O paradoxo é que qualquer país capaz de alcançar exigências tão rigorosas já se encontra entre os países desenvolvidos. Na verdade, o estado utópico que se sugere só pode ser alcançado através de medidas que, de per si, são objectivos utópicos. Estas aspirações não são inválidas. São, apenas, pretensiosas. O desafio que se coloca diante dos nossos países é o de criar agendas que incluem exigências intermédias viáveis e objectivos mais realistas.
Um desenvolvimento acelerado não leva necessariamente a resultados instantâneos. Países em desenvolvimento precisarão de um tempo considerável para colher os benefícios de qualquer política.
Os países em desenvolvimento terão que embarcar num compromisso ideológico compartilhado que emerge de dentro, não imposto de fora. Na ausência de uma ampla base social de sustentação similar àquela que se seguiu à proclamação das nossas independências, a aceitação e a sustentabilidade de qualquer reforma dependerá da manutenção de um alto nível de desempenho que, na maioria dos casos, só pode ser quimérico. Em décadas anteriores, muitos dos nossos países eram dirigidos por regimes autoritários com uma base ideológica forte. Possuíam ainda mecanismos de estados repressivos para sustentar políticas cujos resultados poderiam tardar a chegar. O desafio central para as lideranças dos nossos países é o de alimentar um compromisso amplamente compartilhado com um conjunto de políticas que podem levar anos para dar frutos. A paciência de países em desenvolvimento não será cobrada pela volatilidade da economia global, mas pela volatilidade das inconstantes demandas e prescrições que surgem a cada dia, de dentro e de fora.

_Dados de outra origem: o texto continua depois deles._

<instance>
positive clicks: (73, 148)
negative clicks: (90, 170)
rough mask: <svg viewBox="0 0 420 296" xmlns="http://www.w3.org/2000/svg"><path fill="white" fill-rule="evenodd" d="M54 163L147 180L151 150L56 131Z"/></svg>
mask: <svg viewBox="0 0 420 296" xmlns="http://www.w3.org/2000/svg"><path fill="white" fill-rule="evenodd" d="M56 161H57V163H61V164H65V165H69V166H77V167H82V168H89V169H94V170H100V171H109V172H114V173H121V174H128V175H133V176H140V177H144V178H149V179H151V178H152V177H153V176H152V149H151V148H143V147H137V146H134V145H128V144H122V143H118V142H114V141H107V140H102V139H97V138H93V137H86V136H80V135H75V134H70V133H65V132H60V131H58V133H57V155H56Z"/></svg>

As opiniões sobre o que leva um país à prosperidade sempre foram das mais variadas. Os últimos anos parece que viram crescer a variedade e a volatilidade das prescrições políticas e morais produzidas por intelectuais, dentro dos nossos países, e de segmentos da comunidade mundial. A receita para o progresso tem muitos ingredientes e as suas quantidades exactas, misturas e modo de cozinhar não são bem conhecidos. Alcançar a prosperidade é muito mais difícil e leva muito mais tempo do que aquele que a nossa impaciência e a angústia da pobreza recomendam. Esta compreensão é fulcral até para coarctar a acção aventureira de governantes que acreditam que podem vencer a pobreza absoluta correndo sozinhos sem mobilizar os seus colectivos e técnicos, hostilizando-os até.